Criticism of military tactics is fair. That’s not antisemitism. But denying Israel’s right to exist, or excusing — even celebrating — the barbarity of Hamas? That’s something far darker.

We saw it on October 7th — the face of evil itself. Women and children slaughtered. Babies burned alive. Innocent people raped and dragged through the streets. And now, to see our own fellow citizens march in defense of that evil… that is nothing short of a moral collapse.

If the chants in our streets were, “Hamas, return the hostages — Israel, stop the bombing,” we could have a conversation.

But that’s not what we hear.

What we hear is open sympathy for genocidal hatred. And that is a chasm — not just from decency, but from humanity itself. And here lies the danger: that same hatred is taking root here — in Dearborn, in London, in Paris — not as horror, but as heroism. If we are not vigilant, the enemy Israel faces today will be the enemy the free world faces tomorrow.

This isn’t about politics. It’s about truth. It’s about the courage to call evil by its name and to say “Never again” — and mean it.

And you don’t have to open a Bible to understand this. But if you do — if you are a believer — then this issue cuts even deeper. Because the question becomes: what did God promise, and does He keep His word?

He told Abraham, “I will bless those who bless you, and curse those who curse you.” He promised to make Abraham the father of many nations and to give him “the whole land of Canaan.” And though Abraham had other sons, God reaffirmed that promise through Isaac. And then again through Isaac’s son, Jacob — Israel — saying: “The land I gave to Abraham and Isaac I give to you and to your descendants after you.”

That’s an everlasting promise.

And from those descendants came a child — born in Bethlehem — who claimed to be the Savior of the world. Jesus never rejected His title as “son of David,” the great King of Israel.

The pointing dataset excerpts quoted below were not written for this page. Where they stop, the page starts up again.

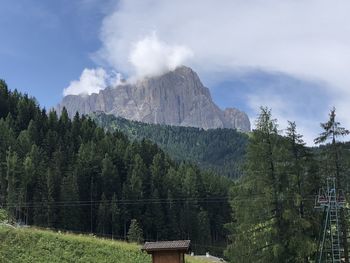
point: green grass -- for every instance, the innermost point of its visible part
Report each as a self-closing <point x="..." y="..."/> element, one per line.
<point x="28" y="245"/>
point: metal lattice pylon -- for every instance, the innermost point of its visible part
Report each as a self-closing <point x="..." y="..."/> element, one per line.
<point x="331" y="201"/>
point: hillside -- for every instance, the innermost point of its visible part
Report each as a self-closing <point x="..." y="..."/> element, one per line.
<point x="220" y="150"/>
<point x="70" y="174"/>
<point x="33" y="245"/>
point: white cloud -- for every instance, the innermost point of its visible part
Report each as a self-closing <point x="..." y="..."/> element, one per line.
<point x="151" y="57"/>
<point x="308" y="39"/>
<point x="91" y="81"/>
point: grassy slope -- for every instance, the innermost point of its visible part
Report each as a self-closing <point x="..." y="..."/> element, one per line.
<point x="33" y="245"/>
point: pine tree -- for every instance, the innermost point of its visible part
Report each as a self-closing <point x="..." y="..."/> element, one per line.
<point x="12" y="173"/>
<point x="70" y="212"/>
<point x="258" y="201"/>
<point x="103" y="217"/>
<point x="51" y="215"/>
<point x="135" y="233"/>
<point x="332" y="131"/>
<point x="115" y="216"/>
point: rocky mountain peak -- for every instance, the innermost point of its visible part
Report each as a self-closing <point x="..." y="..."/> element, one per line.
<point x="177" y="98"/>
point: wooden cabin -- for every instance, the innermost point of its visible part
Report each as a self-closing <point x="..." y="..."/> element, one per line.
<point x="167" y="251"/>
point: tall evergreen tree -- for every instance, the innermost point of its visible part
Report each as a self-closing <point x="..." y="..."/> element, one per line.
<point x="115" y="216"/>
<point x="135" y="233"/>
<point x="332" y="131"/>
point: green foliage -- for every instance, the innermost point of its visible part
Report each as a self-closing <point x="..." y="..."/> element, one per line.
<point x="33" y="245"/>
<point x="71" y="174"/>
<point x="274" y="221"/>
<point x="3" y="216"/>
<point x="135" y="233"/>
<point x="220" y="150"/>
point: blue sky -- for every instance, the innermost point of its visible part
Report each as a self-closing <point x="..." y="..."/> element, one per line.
<point x="292" y="56"/>
<point x="46" y="44"/>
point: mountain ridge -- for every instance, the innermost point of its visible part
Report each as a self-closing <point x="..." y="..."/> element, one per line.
<point x="177" y="98"/>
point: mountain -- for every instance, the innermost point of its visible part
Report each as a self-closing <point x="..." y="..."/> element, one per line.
<point x="220" y="150"/>
<point x="174" y="98"/>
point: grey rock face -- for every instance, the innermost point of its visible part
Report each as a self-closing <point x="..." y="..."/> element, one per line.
<point x="175" y="98"/>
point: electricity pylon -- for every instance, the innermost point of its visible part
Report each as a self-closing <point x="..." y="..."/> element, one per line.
<point x="331" y="200"/>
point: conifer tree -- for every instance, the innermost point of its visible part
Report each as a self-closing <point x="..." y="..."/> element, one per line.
<point x="115" y="216"/>
<point x="258" y="201"/>
<point x="332" y="131"/>
<point x="135" y="233"/>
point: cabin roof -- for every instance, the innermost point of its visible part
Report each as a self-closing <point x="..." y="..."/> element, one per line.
<point x="182" y="245"/>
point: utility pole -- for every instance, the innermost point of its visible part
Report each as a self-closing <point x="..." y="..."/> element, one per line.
<point x="331" y="200"/>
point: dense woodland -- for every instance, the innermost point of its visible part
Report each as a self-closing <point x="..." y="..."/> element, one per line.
<point x="274" y="219"/>
<point x="71" y="174"/>
<point x="219" y="150"/>
<point x="74" y="175"/>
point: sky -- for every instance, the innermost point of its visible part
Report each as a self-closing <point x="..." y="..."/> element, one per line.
<point x="292" y="56"/>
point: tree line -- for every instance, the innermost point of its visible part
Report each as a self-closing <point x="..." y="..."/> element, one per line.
<point x="274" y="219"/>
<point x="71" y="174"/>
<point x="219" y="150"/>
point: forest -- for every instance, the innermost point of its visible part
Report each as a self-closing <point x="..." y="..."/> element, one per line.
<point x="274" y="217"/>
<point x="75" y="175"/>
<point x="71" y="174"/>
<point x="219" y="150"/>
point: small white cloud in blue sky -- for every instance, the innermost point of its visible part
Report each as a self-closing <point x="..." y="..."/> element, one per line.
<point x="92" y="81"/>
<point x="308" y="40"/>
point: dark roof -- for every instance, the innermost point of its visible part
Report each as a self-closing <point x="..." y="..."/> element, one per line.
<point x="167" y="245"/>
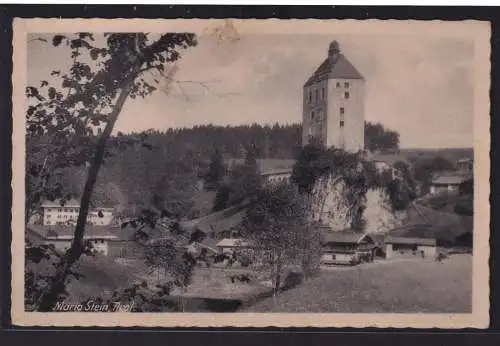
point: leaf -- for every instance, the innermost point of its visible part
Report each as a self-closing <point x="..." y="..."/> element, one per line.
<point x="94" y="53"/>
<point x="52" y="93"/>
<point x="57" y="39"/>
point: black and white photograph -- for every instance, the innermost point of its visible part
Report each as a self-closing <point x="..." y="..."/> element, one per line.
<point x="217" y="169"/>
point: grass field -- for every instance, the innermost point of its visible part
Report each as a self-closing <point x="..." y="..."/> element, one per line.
<point x="399" y="286"/>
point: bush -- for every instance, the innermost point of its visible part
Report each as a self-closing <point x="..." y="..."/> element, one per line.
<point x="464" y="207"/>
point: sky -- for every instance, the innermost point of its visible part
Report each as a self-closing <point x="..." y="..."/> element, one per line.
<point x="417" y="85"/>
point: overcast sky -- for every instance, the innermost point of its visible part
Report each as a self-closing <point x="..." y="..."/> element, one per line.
<point x="418" y="86"/>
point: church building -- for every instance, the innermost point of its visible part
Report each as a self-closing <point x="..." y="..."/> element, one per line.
<point x="333" y="112"/>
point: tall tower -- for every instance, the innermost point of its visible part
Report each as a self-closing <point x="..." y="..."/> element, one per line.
<point x="333" y="111"/>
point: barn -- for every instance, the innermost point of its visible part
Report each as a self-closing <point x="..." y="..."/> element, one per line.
<point x="347" y="247"/>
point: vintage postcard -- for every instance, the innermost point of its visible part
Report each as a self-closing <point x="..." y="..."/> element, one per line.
<point x="251" y="173"/>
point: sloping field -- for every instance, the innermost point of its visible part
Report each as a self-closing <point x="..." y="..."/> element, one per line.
<point x="403" y="286"/>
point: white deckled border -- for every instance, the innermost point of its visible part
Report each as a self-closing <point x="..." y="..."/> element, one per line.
<point x="479" y="32"/>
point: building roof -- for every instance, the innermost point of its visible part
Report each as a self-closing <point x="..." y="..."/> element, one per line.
<point x="277" y="172"/>
<point x="217" y="222"/>
<point x="73" y="203"/>
<point x="451" y="179"/>
<point x="390" y="159"/>
<point x="344" y="237"/>
<point x="340" y="68"/>
<point x="410" y="241"/>
<point x="58" y="203"/>
<point x="268" y="166"/>
<point x="232" y="242"/>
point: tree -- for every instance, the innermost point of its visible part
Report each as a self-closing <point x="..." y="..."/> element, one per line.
<point x="244" y="183"/>
<point x="310" y="165"/>
<point x="86" y="107"/>
<point x="377" y="137"/>
<point x="273" y="226"/>
<point x="425" y="169"/>
<point x="216" y="171"/>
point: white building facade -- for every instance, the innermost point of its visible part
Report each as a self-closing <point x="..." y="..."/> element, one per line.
<point x="333" y="104"/>
<point x="54" y="213"/>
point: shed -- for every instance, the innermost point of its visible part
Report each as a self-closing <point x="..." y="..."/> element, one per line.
<point x="228" y="245"/>
<point x="406" y="247"/>
<point x="347" y="247"/>
<point x="454" y="184"/>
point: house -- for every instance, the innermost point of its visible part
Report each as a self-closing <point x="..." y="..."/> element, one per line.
<point x="214" y="227"/>
<point x="452" y="184"/>
<point x="347" y="247"/>
<point x="271" y="170"/>
<point x="59" y="212"/>
<point x="334" y="104"/>
<point x="61" y="237"/>
<point x="277" y="175"/>
<point x="406" y="247"/>
<point x="228" y="245"/>
<point x="385" y="162"/>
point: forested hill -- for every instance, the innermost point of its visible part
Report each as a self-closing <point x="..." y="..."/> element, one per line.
<point x="278" y="141"/>
<point x="168" y="164"/>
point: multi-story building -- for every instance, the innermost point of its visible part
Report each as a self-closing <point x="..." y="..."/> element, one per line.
<point x="333" y="104"/>
<point x="54" y="213"/>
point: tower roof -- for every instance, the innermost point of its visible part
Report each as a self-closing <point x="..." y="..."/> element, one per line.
<point x="334" y="66"/>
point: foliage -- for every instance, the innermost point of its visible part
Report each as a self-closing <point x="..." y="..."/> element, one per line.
<point x="273" y="226"/>
<point x="424" y="170"/>
<point x="337" y="184"/>
<point x="80" y="114"/>
<point x="377" y="137"/>
<point x="216" y="171"/>
<point x="464" y="207"/>
<point x="244" y="182"/>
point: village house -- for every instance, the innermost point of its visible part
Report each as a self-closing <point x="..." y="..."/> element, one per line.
<point x="452" y="184"/>
<point x="277" y="175"/>
<point x="230" y="245"/>
<point x="55" y="212"/>
<point x="61" y="237"/>
<point x="347" y="247"/>
<point x="406" y="247"/>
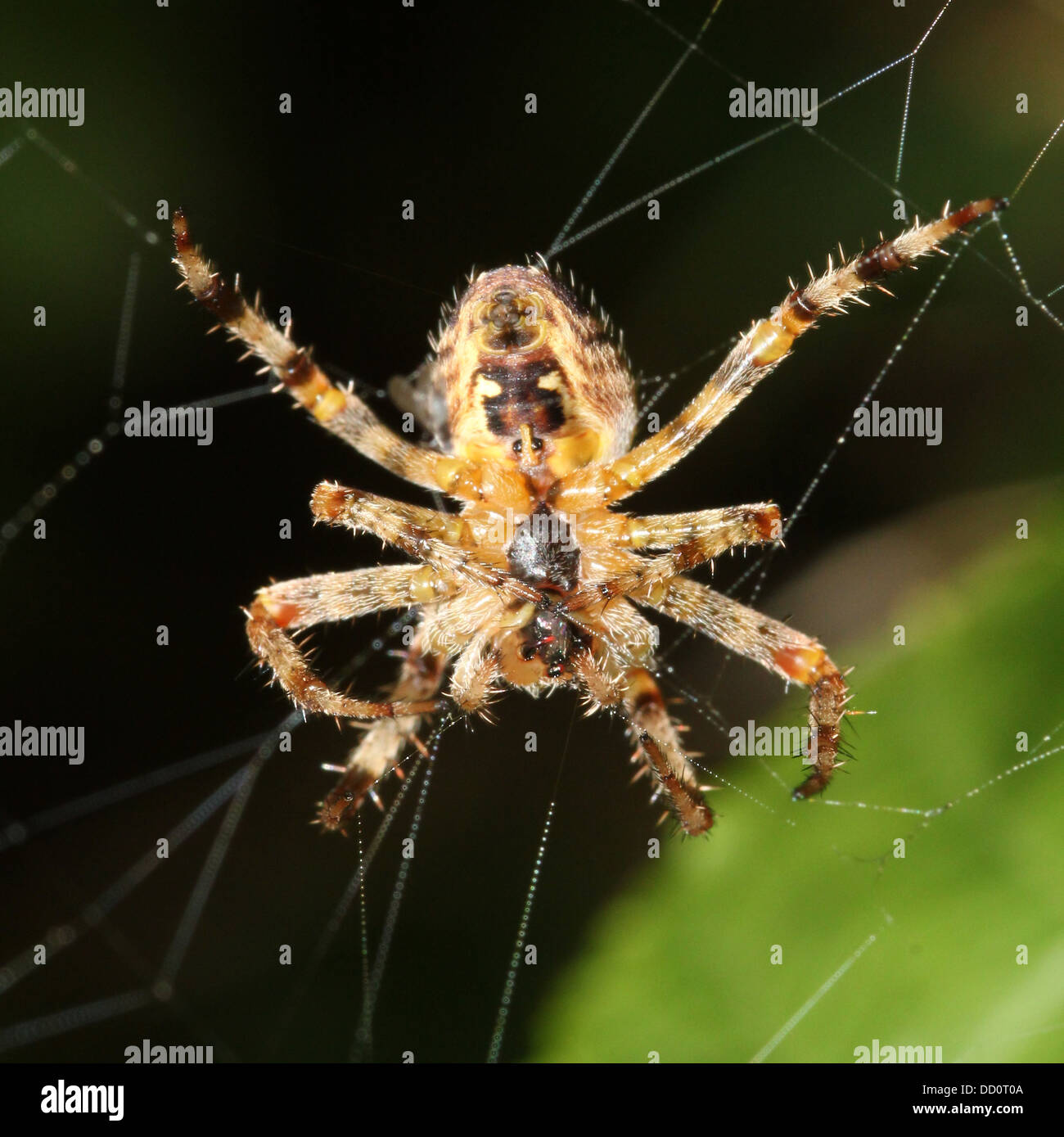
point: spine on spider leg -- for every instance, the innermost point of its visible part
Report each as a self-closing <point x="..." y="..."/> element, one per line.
<point x="771" y="339"/>
<point x="245" y="322"/>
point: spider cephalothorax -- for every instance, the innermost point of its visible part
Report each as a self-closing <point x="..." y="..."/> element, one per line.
<point x="537" y="580"/>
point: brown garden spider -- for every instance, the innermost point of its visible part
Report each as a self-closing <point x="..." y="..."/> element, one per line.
<point x="532" y="582"/>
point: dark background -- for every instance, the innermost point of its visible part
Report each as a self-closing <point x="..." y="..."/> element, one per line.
<point x="429" y="104"/>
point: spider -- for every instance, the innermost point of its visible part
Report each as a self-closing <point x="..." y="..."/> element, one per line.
<point x="538" y="581"/>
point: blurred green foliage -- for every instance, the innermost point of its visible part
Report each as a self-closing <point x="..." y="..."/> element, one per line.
<point x="680" y="964"/>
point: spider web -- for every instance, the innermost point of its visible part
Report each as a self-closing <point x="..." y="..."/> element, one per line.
<point x="138" y="945"/>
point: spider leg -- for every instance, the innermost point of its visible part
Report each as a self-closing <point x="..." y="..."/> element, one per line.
<point x="779" y="648"/>
<point x="692" y="538"/>
<point x="377" y="751"/>
<point x="340" y="412"/>
<point x="756" y="354"/>
<point x="333" y="596"/>
<point x="444" y="540"/>
<point x="476" y="675"/>
<point x="316" y="599"/>
<point x="662" y="751"/>
<point x="660" y="748"/>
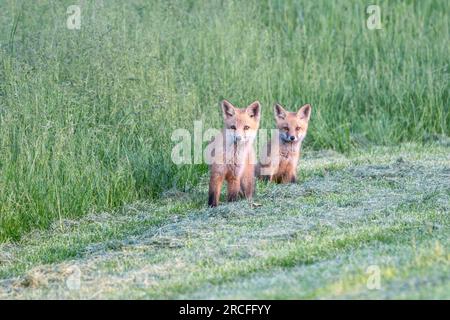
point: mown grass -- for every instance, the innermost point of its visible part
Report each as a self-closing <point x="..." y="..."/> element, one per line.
<point x="311" y="240"/>
<point x="86" y="115"/>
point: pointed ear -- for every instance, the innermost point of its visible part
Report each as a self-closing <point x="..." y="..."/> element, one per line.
<point x="279" y="111"/>
<point x="304" y="112"/>
<point x="254" y="109"/>
<point x="227" y="109"/>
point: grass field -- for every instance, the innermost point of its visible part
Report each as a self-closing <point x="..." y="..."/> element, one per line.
<point x="86" y="115"/>
<point x="385" y="208"/>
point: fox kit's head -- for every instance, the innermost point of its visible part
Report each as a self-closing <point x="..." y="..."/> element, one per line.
<point x="241" y="124"/>
<point x="292" y="125"/>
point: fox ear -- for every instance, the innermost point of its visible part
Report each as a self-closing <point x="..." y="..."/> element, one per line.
<point x="280" y="113"/>
<point x="305" y="112"/>
<point x="254" y="109"/>
<point x="227" y="109"/>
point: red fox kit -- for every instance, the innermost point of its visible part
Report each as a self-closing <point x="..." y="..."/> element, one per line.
<point x="233" y="154"/>
<point x="279" y="160"/>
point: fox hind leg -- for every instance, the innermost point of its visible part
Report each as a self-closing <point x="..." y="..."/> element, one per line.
<point x="215" y="185"/>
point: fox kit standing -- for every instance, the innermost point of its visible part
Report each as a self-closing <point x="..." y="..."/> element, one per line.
<point x="233" y="156"/>
<point x="280" y="158"/>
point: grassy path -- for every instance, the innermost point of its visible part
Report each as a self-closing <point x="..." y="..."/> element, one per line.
<point x="386" y="210"/>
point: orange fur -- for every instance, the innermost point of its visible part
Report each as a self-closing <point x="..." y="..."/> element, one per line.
<point x="280" y="157"/>
<point x="233" y="157"/>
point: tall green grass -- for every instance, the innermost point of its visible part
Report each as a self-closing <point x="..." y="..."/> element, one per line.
<point x="86" y="115"/>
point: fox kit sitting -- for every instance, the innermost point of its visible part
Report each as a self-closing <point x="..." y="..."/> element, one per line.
<point x="232" y="153"/>
<point x="280" y="157"/>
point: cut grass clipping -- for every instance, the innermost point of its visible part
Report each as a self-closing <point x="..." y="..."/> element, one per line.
<point x="383" y="211"/>
<point x="86" y="115"/>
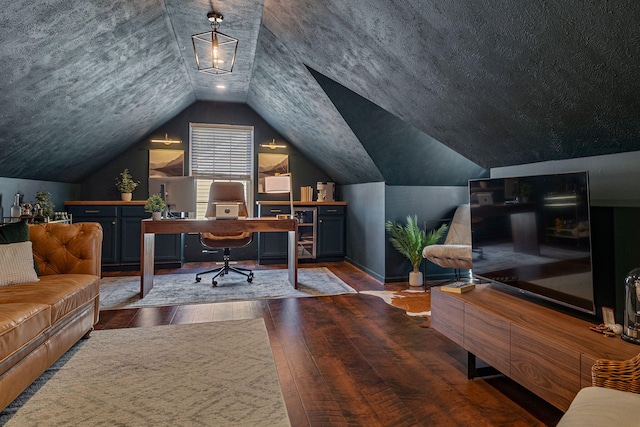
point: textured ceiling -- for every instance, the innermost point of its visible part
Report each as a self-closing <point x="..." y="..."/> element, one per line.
<point x="499" y="83"/>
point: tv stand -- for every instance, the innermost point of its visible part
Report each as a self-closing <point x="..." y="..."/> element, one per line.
<point x="546" y="351"/>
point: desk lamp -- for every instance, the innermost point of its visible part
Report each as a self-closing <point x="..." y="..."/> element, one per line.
<point x="279" y="184"/>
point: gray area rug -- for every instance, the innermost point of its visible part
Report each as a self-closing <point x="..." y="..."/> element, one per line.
<point x="177" y="289"/>
<point x="207" y="374"/>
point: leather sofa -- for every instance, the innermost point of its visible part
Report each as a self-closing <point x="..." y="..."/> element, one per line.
<point x="41" y="320"/>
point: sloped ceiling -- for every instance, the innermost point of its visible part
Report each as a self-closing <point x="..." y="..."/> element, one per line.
<point x="498" y="83"/>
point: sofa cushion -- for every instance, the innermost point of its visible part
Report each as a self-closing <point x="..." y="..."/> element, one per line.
<point x="599" y="406"/>
<point x="14" y="232"/>
<point x="20" y="324"/>
<point x="16" y="264"/>
<point x="63" y="292"/>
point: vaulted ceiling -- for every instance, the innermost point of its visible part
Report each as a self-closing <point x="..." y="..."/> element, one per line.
<point x="367" y="89"/>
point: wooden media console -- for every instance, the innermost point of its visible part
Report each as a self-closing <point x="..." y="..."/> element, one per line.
<point x="546" y="351"/>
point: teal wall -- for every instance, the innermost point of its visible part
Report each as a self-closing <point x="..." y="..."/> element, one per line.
<point x="101" y="184"/>
<point x="28" y="188"/>
<point x="371" y="205"/>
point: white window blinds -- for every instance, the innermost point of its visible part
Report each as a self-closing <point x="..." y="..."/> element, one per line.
<point x="221" y="152"/>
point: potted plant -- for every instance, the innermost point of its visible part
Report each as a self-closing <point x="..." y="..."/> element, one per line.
<point x="43" y="199"/>
<point x="155" y="205"/>
<point x="409" y="239"/>
<point x="126" y="185"/>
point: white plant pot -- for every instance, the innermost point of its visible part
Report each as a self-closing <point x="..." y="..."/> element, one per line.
<point x="415" y="279"/>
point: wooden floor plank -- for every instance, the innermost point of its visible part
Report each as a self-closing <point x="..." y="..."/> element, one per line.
<point x="353" y="360"/>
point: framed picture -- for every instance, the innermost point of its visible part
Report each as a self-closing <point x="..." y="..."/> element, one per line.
<point x="270" y="165"/>
<point x="608" y="316"/>
<point x="163" y="163"/>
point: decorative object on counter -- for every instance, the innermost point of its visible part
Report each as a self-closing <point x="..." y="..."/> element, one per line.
<point x="409" y="239"/>
<point x="156" y="206"/>
<point x="270" y="164"/>
<point x="458" y="287"/>
<point x="631" y="329"/>
<point x="16" y="210"/>
<point x="126" y="185"/>
<point x="326" y="191"/>
<point x="280" y="184"/>
<point x="43" y="198"/>
<point x="306" y="194"/>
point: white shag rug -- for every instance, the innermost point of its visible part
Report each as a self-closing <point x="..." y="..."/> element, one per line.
<point x="206" y="374"/>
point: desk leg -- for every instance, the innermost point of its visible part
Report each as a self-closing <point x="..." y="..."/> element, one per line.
<point x="147" y="263"/>
<point x="292" y="261"/>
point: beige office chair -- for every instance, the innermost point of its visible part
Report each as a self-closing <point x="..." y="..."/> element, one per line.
<point x="456" y="251"/>
<point x="225" y="192"/>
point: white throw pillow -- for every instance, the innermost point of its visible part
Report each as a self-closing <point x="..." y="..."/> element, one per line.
<point x="16" y="264"/>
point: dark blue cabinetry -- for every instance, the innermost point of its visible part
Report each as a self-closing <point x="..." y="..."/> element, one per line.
<point x="121" y="235"/>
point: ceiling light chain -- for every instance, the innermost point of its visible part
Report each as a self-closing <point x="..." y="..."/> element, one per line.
<point x="215" y="52"/>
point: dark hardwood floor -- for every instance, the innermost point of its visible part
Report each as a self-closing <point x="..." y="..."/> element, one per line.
<point x="353" y="360"/>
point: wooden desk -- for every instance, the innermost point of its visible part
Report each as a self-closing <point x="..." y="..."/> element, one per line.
<point x="175" y="226"/>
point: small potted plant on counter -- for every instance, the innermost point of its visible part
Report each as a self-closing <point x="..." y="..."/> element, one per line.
<point x="126" y="185"/>
<point x="156" y="206"/>
<point x="409" y="239"/>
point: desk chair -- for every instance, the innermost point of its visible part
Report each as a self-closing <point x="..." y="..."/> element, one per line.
<point x="456" y="251"/>
<point x="225" y="192"/>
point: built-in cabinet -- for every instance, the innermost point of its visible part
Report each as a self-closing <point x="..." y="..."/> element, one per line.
<point x="321" y="232"/>
<point x="546" y="351"/>
<point x="121" y="234"/>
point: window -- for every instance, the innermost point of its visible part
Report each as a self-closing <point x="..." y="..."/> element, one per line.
<point x="220" y="153"/>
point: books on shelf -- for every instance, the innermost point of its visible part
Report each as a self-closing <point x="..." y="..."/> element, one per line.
<point x="458" y="287"/>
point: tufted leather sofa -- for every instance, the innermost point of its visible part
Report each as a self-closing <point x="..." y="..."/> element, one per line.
<point x="40" y="321"/>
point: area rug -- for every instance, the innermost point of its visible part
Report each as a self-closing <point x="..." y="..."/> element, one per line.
<point x="207" y="374"/>
<point x="177" y="289"/>
<point x="413" y="302"/>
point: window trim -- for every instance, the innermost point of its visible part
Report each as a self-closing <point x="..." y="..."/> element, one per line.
<point x="250" y="183"/>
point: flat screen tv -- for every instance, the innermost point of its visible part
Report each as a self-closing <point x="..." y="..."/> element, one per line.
<point x="179" y="192"/>
<point x="533" y="234"/>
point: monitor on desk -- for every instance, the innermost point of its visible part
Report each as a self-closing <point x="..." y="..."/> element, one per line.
<point x="178" y="192"/>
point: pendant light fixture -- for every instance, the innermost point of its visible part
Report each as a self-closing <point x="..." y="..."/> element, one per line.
<point x="215" y="52"/>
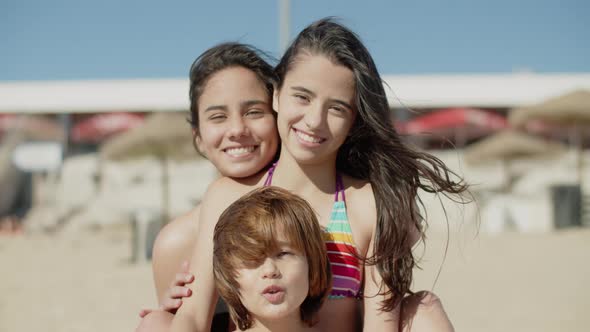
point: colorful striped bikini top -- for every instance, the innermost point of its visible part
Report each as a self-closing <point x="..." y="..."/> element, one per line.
<point x="346" y="269"/>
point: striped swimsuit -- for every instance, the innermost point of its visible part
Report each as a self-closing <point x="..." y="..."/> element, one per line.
<point x="346" y="269"/>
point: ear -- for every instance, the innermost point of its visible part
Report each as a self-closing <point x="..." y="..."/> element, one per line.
<point x="198" y="142"/>
<point x="275" y="100"/>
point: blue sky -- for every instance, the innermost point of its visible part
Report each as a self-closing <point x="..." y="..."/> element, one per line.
<point x="109" y="39"/>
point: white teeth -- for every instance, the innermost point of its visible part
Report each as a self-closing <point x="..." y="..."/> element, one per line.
<point x="307" y="138"/>
<point x="239" y="151"/>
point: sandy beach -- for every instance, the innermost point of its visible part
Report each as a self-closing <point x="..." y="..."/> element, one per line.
<point x="83" y="280"/>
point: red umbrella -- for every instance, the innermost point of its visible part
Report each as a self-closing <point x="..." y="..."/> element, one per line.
<point x="451" y="119"/>
<point x="7" y="121"/>
<point x="462" y="124"/>
<point x="97" y="128"/>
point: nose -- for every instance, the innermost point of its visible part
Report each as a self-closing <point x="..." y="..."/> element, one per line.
<point x="237" y="128"/>
<point x="270" y="269"/>
<point x="313" y="117"/>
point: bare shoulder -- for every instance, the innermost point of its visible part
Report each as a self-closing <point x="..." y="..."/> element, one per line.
<point x="179" y="230"/>
<point x="361" y="209"/>
<point x="176" y="238"/>
<point x="360" y="198"/>
<point x="224" y="191"/>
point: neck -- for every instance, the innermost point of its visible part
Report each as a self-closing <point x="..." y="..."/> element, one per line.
<point x="287" y="324"/>
<point x="298" y="177"/>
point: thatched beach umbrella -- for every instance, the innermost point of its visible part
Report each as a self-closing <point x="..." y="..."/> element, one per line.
<point x="571" y="110"/>
<point x="508" y="145"/>
<point x="568" y="109"/>
<point x="164" y="136"/>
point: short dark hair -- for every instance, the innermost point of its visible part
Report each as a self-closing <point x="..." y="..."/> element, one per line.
<point x="224" y="56"/>
<point x="255" y="220"/>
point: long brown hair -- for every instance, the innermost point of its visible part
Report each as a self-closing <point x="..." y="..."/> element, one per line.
<point x="373" y="151"/>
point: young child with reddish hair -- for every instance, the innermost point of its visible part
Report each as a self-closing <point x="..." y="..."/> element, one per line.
<point x="270" y="262"/>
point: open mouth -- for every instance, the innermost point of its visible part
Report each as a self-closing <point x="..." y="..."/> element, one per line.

He said plainly that He came “for the lost sheep of the house of Israel.” And when He returns, Scripture says He will return as “the Lion of the tribe of Judah.” And where do you think He will go? Back to His homeland — Israel.

Tamir Kalifa / Stringer | Getty Images

And what will He find when He gets there? His brothers — or his brothers’ enemies? Will the roads where He once walked be preserved? Or will they lie in rubble, as Gaza does today? If what He finds looks like the aftermath of October 7th, then tell me — what will be my defense as a Christian?

Some Christians argue that God’s promises to Israel have been transferred exclusively to the Church. I don’t believe that. But even if you do, then ask yourself this: if we’ve inherited the promises, do we not also inherit the land? Can we claim the birthright and then, like Esau, treat it as worthless when the world tries to steal it?

So, when terrorists come to slaughter Israelis simply for living in the land promised to Abraham, will we stand by? Or will we step forward — into the line of fire — and say,

“Take me instead”?

Because this is not just about Israel’s right to exist.

It’s about whether we still know the difference between good and evil.

It’s about whether we still have the courage to stand where God stands.

And if we cannot — if we will not — then maybe the question isn’t whether Israel will survive. Maybe the question is whether we will.